There are eight basic types in Lua: nil, boolean, number, string, function, userdata, thread, and table. In the Peakboard Designer, Lua can use the boolean, number, and string data types.

  • The boolean type has two values, false and true.
  • The number type represents both integers and real (floating point) numbers.
  • The string type represents a sequence of characters, e.g. hello or Lua-Scripting.

In Lua, tables are the primary data structure and serve as associative arrays, lists, and other composite data structures. They are similar to dictionaries or hashmaps in other programming languages.

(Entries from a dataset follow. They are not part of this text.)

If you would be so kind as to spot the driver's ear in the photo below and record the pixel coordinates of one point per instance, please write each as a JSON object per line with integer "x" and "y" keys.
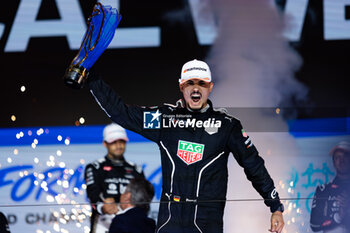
{"x": 211, "y": 87}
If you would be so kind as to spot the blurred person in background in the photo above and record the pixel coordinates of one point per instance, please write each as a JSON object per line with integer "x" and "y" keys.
{"x": 134, "y": 207}
{"x": 330, "y": 211}
{"x": 194, "y": 157}
{"x": 107, "y": 178}
{"x": 4, "y": 225}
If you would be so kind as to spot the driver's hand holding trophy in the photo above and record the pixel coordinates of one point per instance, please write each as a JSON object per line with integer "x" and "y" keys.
{"x": 102, "y": 24}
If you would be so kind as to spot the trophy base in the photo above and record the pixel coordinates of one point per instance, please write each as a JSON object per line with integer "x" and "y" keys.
{"x": 75, "y": 77}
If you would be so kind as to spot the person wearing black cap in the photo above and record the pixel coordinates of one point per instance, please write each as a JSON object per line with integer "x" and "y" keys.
{"x": 107, "y": 178}
{"x": 195, "y": 141}
{"x": 134, "y": 206}
{"x": 330, "y": 211}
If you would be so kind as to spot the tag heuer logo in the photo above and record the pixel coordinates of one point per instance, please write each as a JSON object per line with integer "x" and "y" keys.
{"x": 190, "y": 152}
{"x": 151, "y": 120}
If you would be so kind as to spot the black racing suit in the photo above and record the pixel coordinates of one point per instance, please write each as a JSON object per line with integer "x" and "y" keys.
{"x": 194, "y": 160}
{"x": 105, "y": 178}
{"x": 326, "y": 210}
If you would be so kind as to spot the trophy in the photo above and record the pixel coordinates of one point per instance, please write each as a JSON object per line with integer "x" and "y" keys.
{"x": 101, "y": 28}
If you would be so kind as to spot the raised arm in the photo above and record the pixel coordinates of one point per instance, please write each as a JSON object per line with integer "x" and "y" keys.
{"x": 129, "y": 117}
{"x": 248, "y": 157}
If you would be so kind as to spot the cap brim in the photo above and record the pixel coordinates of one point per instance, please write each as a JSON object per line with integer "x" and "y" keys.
{"x": 203, "y": 79}
{"x": 110, "y": 140}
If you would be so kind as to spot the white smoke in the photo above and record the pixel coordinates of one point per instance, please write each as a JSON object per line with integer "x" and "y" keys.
{"x": 254, "y": 66}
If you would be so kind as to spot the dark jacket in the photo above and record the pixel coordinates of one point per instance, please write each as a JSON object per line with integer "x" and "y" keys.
{"x": 325, "y": 211}
{"x": 105, "y": 178}
{"x": 194, "y": 159}
{"x": 133, "y": 220}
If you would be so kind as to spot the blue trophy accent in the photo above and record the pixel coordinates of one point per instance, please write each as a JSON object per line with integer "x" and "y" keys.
{"x": 102, "y": 24}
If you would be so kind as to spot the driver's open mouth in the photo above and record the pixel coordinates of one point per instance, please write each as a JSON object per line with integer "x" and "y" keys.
{"x": 196, "y": 97}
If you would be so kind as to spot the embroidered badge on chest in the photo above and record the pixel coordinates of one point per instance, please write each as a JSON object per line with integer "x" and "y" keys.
{"x": 190, "y": 152}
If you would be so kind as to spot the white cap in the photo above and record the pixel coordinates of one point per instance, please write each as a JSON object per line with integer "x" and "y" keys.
{"x": 343, "y": 145}
{"x": 113, "y": 132}
{"x": 195, "y": 69}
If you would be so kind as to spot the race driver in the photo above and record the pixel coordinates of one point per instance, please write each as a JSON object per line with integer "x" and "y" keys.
{"x": 107, "y": 178}
{"x": 195, "y": 141}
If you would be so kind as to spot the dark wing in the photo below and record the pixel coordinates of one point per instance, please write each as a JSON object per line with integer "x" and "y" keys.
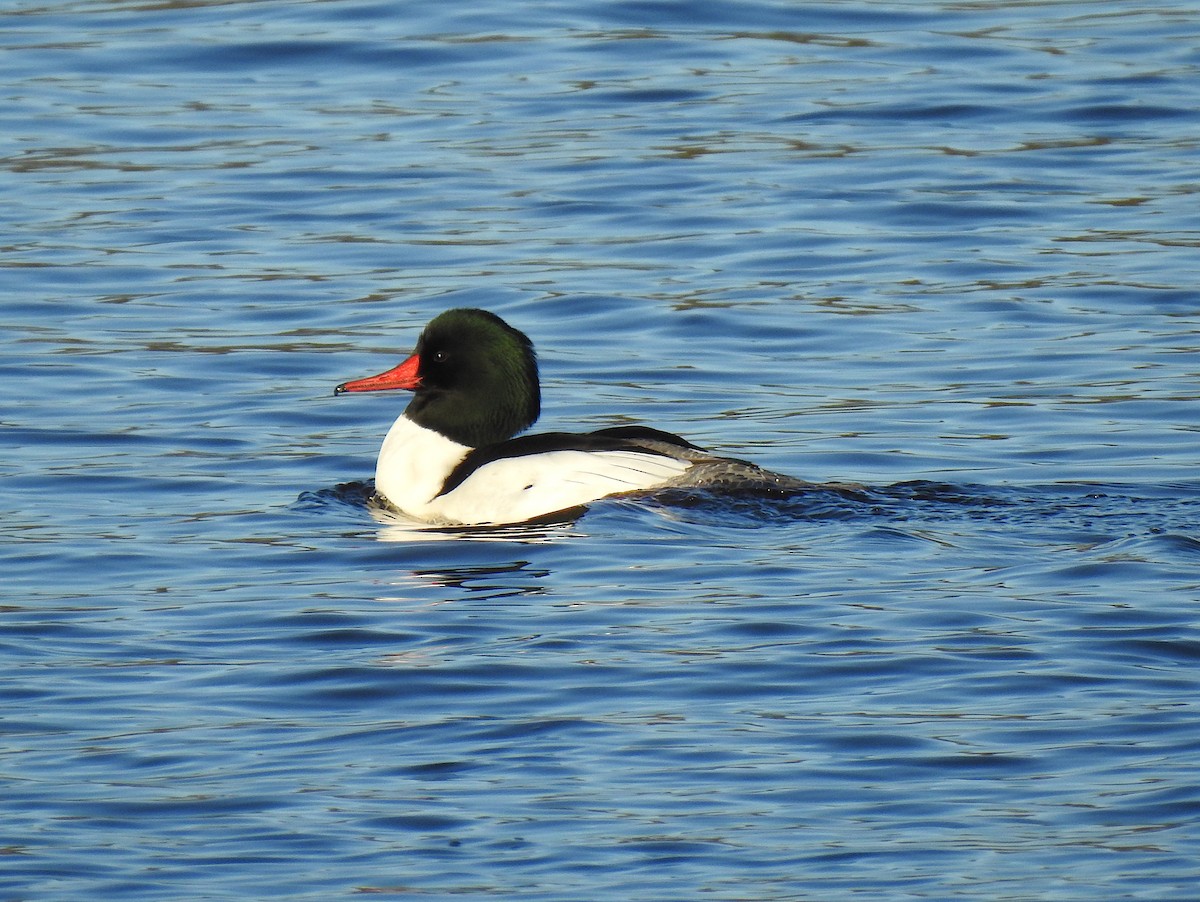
{"x": 617, "y": 438}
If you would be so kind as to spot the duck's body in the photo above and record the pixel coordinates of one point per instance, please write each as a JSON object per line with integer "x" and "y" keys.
{"x": 451, "y": 457}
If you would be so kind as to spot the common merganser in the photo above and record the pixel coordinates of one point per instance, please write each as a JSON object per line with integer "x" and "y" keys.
{"x": 451, "y": 457}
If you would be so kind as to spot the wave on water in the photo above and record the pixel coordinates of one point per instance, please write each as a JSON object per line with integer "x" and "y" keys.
{"x": 1061, "y": 507}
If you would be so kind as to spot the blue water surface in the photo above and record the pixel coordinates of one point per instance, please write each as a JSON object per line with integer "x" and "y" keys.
{"x": 945, "y": 250}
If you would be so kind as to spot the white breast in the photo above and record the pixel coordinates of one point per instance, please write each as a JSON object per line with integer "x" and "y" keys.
{"x": 414, "y": 463}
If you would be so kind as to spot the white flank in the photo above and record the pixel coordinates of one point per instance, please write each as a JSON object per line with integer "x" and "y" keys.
{"x": 414, "y": 463}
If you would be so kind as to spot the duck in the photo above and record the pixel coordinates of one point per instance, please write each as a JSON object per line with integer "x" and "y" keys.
{"x": 457, "y": 455}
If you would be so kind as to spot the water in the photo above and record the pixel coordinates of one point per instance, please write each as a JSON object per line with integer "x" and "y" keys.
{"x": 945, "y": 250}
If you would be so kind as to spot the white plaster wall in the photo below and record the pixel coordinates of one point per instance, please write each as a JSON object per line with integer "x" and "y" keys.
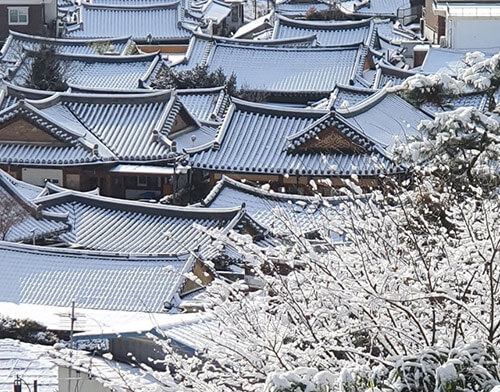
{"x": 473, "y": 33}
{"x": 37, "y": 176}
{"x": 73, "y": 381}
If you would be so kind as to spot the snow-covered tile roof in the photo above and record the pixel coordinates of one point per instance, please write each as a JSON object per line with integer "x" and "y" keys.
{"x": 350, "y": 95}
{"x": 273, "y": 210}
{"x": 286, "y": 70}
{"x": 100, "y": 72}
{"x": 121, "y": 226}
{"x": 327, "y": 33}
{"x": 27, "y": 191}
{"x": 128, "y": 128}
{"x": 30, "y": 362}
{"x": 71, "y": 147}
{"x": 208, "y": 105}
{"x": 17, "y": 42}
{"x": 56, "y": 277}
{"x": 156, "y": 23}
{"x": 443, "y": 60}
{"x": 383, "y": 8}
{"x": 387, "y": 73}
{"x": 383, "y": 117}
{"x": 33, "y": 223}
{"x": 298, "y": 8}
{"x": 480, "y": 101}
{"x": 264, "y": 139}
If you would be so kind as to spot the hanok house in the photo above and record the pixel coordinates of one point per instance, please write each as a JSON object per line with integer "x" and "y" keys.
{"x": 98, "y": 72}
{"x": 290, "y": 147}
{"x": 285, "y": 70}
{"x": 127, "y": 145}
{"x": 153, "y": 26}
{"x": 36, "y": 17}
{"x": 462, "y": 24}
{"x": 16, "y": 43}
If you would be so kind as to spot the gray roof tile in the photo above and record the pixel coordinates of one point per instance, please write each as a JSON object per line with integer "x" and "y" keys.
{"x": 17, "y": 42}
{"x": 159, "y": 22}
{"x": 56, "y": 277}
{"x": 99, "y": 72}
{"x": 327, "y": 33}
{"x": 257, "y": 138}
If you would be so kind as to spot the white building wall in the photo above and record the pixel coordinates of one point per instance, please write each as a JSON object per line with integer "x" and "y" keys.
{"x": 473, "y": 33}
{"x": 37, "y": 176}
{"x": 74, "y": 381}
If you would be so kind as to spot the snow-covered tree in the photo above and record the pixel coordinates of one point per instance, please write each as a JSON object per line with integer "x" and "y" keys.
{"x": 417, "y": 276}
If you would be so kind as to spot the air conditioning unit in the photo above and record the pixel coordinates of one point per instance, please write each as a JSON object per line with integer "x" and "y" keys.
{"x": 443, "y": 42}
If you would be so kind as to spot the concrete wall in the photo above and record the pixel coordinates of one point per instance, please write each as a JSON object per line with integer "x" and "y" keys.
{"x": 473, "y": 33}
{"x": 39, "y": 15}
{"x": 71, "y": 380}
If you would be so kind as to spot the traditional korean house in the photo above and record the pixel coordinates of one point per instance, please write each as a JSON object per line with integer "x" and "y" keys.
{"x": 152, "y": 25}
{"x": 105, "y": 72}
{"x": 300, "y": 8}
{"x": 289, "y": 147}
{"x": 278, "y": 67}
{"x": 28, "y": 16}
{"x": 462, "y": 24}
{"x": 276, "y": 211}
{"x": 128, "y": 145}
{"x": 327, "y": 34}
{"x": 17, "y": 43}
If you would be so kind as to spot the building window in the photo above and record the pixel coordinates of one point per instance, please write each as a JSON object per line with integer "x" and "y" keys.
{"x": 18, "y": 16}
{"x": 142, "y": 181}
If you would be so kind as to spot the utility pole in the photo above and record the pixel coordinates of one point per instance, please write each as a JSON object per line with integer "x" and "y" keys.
{"x": 73, "y": 319}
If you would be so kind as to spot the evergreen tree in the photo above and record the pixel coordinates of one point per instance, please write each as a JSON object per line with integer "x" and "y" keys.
{"x": 46, "y": 71}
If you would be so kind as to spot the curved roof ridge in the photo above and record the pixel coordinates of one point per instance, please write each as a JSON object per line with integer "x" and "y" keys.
{"x": 240, "y": 103}
{"x": 7, "y": 182}
{"x": 98, "y": 200}
{"x": 341, "y": 47}
{"x": 395, "y": 70}
{"x": 366, "y": 104}
{"x": 102, "y": 58}
{"x": 361, "y": 89}
{"x": 26, "y": 248}
{"x": 50, "y": 119}
{"x": 199, "y": 90}
{"x": 250, "y": 42}
{"x": 67, "y": 40}
{"x": 324, "y": 24}
{"x": 227, "y": 181}
{"x": 50, "y": 187}
{"x": 172, "y": 4}
{"x": 21, "y": 90}
{"x": 100, "y": 96}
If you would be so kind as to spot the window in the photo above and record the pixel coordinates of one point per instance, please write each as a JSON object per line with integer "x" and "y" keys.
{"x": 142, "y": 181}
{"x": 18, "y": 15}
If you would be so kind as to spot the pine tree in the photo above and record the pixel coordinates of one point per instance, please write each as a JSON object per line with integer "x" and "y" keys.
{"x": 46, "y": 71}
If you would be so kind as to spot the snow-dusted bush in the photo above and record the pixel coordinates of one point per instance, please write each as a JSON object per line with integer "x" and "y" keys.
{"x": 481, "y": 73}
{"x": 472, "y": 367}
{"x": 419, "y": 88}
{"x": 459, "y": 149}
{"x": 419, "y": 269}
{"x": 25, "y": 330}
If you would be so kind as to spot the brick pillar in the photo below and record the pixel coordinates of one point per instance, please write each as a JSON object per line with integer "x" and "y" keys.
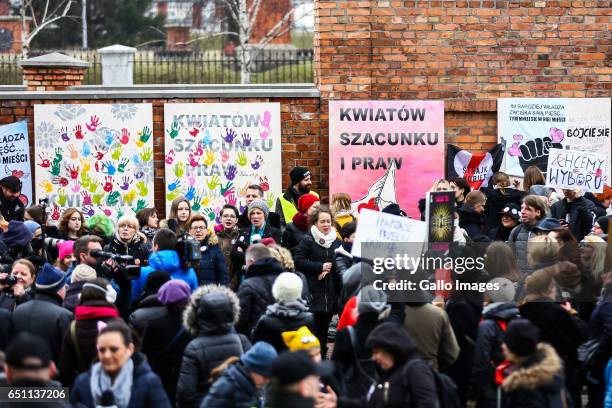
{"x": 53, "y": 72}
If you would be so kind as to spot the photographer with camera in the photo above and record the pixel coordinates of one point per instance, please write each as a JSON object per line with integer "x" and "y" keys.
{"x": 16, "y": 287}
{"x": 166, "y": 258}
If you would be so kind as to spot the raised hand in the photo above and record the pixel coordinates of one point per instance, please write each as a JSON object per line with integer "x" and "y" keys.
{"x": 122, "y": 164}
{"x": 213, "y": 183}
{"x": 125, "y": 136}
{"x": 176, "y": 184}
{"x": 142, "y": 188}
{"x": 125, "y": 183}
{"x": 210, "y": 157}
{"x": 230, "y": 173}
{"x": 117, "y": 153}
{"x": 86, "y": 197}
{"x": 230, "y": 135}
{"x": 93, "y": 124}
{"x": 174, "y": 129}
{"x": 78, "y": 132}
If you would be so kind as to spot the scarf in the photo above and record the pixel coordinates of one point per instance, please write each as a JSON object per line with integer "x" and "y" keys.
{"x": 325, "y": 241}
{"x": 100, "y": 381}
{"x": 94, "y": 312}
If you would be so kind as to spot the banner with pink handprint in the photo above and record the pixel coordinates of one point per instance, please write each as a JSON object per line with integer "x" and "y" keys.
{"x": 530, "y": 127}
{"x": 97, "y": 158}
{"x": 214, "y": 151}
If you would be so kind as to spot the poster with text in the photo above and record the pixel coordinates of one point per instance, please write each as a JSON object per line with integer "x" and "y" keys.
{"x": 530, "y": 127}
{"x": 97, "y": 158}
{"x": 214, "y": 151}
{"x": 15, "y": 157}
{"x": 385, "y": 152}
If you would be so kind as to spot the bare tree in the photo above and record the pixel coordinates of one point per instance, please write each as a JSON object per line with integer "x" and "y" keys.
{"x": 41, "y": 17}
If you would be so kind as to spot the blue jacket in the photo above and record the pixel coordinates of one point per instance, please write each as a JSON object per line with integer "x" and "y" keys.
{"x": 166, "y": 260}
{"x": 213, "y": 269}
{"x": 147, "y": 389}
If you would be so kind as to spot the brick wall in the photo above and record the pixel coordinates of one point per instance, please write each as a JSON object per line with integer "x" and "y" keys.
{"x": 468, "y": 53}
{"x": 299, "y": 121}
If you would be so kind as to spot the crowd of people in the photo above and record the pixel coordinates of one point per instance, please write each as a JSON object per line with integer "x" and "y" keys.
{"x": 268, "y": 308}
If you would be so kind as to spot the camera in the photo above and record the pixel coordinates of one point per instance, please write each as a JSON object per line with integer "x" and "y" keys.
{"x": 9, "y": 280}
{"x": 125, "y": 263}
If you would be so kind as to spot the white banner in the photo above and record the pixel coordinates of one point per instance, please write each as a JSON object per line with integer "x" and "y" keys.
{"x": 214, "y": 151}
{"x": 97, "y": 158}
{"x": 530, "y": 127}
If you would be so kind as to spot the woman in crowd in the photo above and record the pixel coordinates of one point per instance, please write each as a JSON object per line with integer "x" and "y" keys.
{"x": 72, "y": 224}
{"x": 12, "y": 296}
{"x": 121, "y": 372}
{"x": 128, "y": 240}
{"x": 210, "y": 317}
{"x": 212, "y": 268}
{"x": 298, "y": 228}
{"x": 148, "y": 223}
{"x": 227, "y": 233}
{"x": 315, "y": 257}
{"x": 79, "y": 342}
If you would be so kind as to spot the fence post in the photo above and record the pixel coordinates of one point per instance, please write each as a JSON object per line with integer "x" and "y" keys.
{"x": 117, "y": 65}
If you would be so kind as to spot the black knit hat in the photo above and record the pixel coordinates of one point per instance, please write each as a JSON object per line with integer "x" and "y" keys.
{"x": 298, "y": 174}
{"x": 522, "y": 337}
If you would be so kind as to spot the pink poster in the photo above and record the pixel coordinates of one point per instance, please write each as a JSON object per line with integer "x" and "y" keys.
{"x": 384, "y": 152}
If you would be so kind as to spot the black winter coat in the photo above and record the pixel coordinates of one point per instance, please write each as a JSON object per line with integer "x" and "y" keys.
{"x": 488, "y": 354}
{"x": 255, "y": 293}
{"x": 147, "y": 391}
{"x": 280, "y": 318}
{"x": 233, "y": 389}
{"x": 309, "y": 258}
{"x": 163, "y": 343}
{"x": 44, "y": 317}
{"x": 579, "y": 214}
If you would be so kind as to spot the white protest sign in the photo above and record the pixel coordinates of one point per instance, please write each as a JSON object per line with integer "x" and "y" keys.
{"x": 395, "y": 234}
{"x": 576, "y": 169}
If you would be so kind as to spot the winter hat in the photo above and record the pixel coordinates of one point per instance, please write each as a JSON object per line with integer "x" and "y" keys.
{"x": 604, "y": 223}
{"x": 12, "y": 183}
{"x": 17, "y": 235}
{"x": 65, "y": 248}
{"x": 260, "y": 205}
{"x": 298, "y": 174}
{"x": 32, "y": 225}
{"x": 306, "y": 201}
{"x": 504, "y": 293}
{"x": 175, "y": 291}
{"x": 521, "y": 337}
{"x": 300, "y": 339}
{"x": 287, "y": 287}
{"x": 259, "y": 358}
{"x": 83, "y": 273}
{"x": 370, "y": 300}
{"x": 511, "y": 210}
{"x": 50, "y": 279}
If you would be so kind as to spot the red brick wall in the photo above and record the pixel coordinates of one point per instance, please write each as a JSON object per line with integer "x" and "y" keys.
{"x": 299, "y": 121}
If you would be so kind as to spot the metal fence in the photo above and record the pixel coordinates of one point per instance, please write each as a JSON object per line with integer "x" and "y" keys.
{"x": 175, "y": 67}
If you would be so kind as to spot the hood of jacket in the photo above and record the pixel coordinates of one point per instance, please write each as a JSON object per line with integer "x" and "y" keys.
{"x": 394, "y": 339}
{"x": 211, "y": 308}
{"x": 166, "y": 260}
{"x": 266, "y": 266}
{"x": 500, "y": 311}
{"x": 543, "y": 370}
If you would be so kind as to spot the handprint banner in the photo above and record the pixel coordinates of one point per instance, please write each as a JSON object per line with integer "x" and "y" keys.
{"x": 97, "y": 158}
{"x": 530, "y": 127}
{"x": 15, "y": 157}
{"x": 572, "y": 169}
{"x": 215, "y": 150}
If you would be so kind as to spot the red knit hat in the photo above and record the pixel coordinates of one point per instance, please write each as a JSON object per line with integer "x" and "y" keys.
{"x": 306, "y": 201}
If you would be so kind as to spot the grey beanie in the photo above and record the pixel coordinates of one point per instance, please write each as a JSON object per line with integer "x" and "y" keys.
{"x": 260, "y": 205}
{"x": 370, "y": 300}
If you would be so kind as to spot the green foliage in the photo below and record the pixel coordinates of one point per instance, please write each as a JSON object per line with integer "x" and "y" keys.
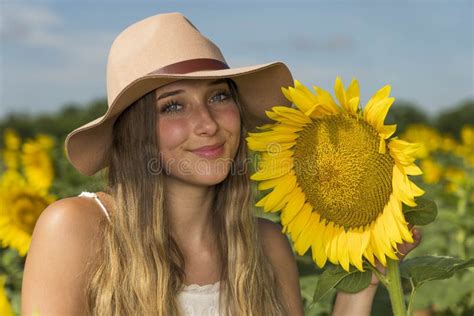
{"x": 405, "y": 113}
{"x": 335, "y": 277}
{"x": 428, "y": 268}
{"x": 423, "y": 213}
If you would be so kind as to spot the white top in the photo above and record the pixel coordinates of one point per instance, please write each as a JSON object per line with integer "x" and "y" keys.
{"x": 195, "y": 300}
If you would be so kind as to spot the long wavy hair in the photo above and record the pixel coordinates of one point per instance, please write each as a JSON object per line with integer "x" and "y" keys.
{"x": 139, "y": 270}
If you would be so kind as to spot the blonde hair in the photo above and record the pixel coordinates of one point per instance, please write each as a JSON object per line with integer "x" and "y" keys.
{"x": 140, "y": 268}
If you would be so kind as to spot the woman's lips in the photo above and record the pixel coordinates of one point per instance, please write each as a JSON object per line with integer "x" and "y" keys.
{"x": 210, "y": 152}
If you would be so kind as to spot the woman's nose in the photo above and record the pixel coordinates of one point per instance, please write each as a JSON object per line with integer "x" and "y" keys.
{"x": 205, "y": 121}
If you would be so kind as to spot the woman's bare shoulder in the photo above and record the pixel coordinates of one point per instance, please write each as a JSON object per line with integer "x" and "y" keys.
{"x": 277, "y": 248}
{"x": 63, "y": 244}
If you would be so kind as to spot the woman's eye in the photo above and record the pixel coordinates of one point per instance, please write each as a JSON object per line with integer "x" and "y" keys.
{"x": 221, "y": 96}
{"x": 171, "y": 106}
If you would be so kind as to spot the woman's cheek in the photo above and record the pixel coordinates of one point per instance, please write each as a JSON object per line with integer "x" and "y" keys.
{"x": 171, "y": 133}
{"x": 231, "y": 119}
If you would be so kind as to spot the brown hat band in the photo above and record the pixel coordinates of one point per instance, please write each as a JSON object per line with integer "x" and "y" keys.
{"x": 191, "y": 65}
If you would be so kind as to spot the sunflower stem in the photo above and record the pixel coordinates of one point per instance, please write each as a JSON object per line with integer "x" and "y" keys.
{"x": 395, "y": 288}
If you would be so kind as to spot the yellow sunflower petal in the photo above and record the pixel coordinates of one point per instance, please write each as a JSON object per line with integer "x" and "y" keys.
{"x": 297, "y": 224}
{"x": 306, "y": 237}
{"x": 343, "y": 250}
{"x": 318, "y": 253}
{"x": 293, "y": 207}
{"x": 301, "y": 100}
{"x": 341, "y": 93}
{"x": 278, "y": 193}
{"x": 377, "y": 97}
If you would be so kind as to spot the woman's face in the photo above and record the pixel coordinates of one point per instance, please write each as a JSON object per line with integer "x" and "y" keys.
{"x": 194, "y": 113}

The basic syntax for indexing in Lua is as follows:

value = myTable[key]

Where myTable is the table you want to access, and key is the index or key you use to get the corresponding value from the table. The index can be of any data type, including numbers, strings, or even other tables.

There are two main methods to index tables in Lua:

Numeric indexing

In Lua, you can use numeric indexes to access elements in a table so that it behaves like an array or list. Indexes in Lua start at 1, not 0.

local fruits = {"apple", "banana", "orange"}
log(fruits[1]) -- Output: "apple"
log(fruits[2]) -- Output: "banana
log(fruits[3]) -- Output: "orange

String indexing

In Lua, you can also use strings as keys to access elements in a table. This makes tables behave like dictionaries or hashmaps, where you can associate values with specific string keys.

local person = {name = "John", age = 30, occupation = "Engineer"}
log(person["name"]) -- Output: "John"
log(person["age"]) -- Output: 30
log(person["occupation"]) -- Output: "Engineer"

Alternatively, you can use dot notation for indexing strings:

log( -- Output: "John"
log(person.age) -- Output: 30
log(person.occupation) -- Output: "Engineer"

It is important to know that Lua tables are dynamic and flexible. You can add or change elements to the project regardless of whether they were originally defined. To add a new element to a table, you can simply assign a value to a new index/key:

fruits[4] = "grapes" -- add a new element using the numeric index
person.gender = "Male" -- adding a new element using the string index

Indexing in Lua is a powerful feature that lets you build complex data structures and perform various operations efficiently.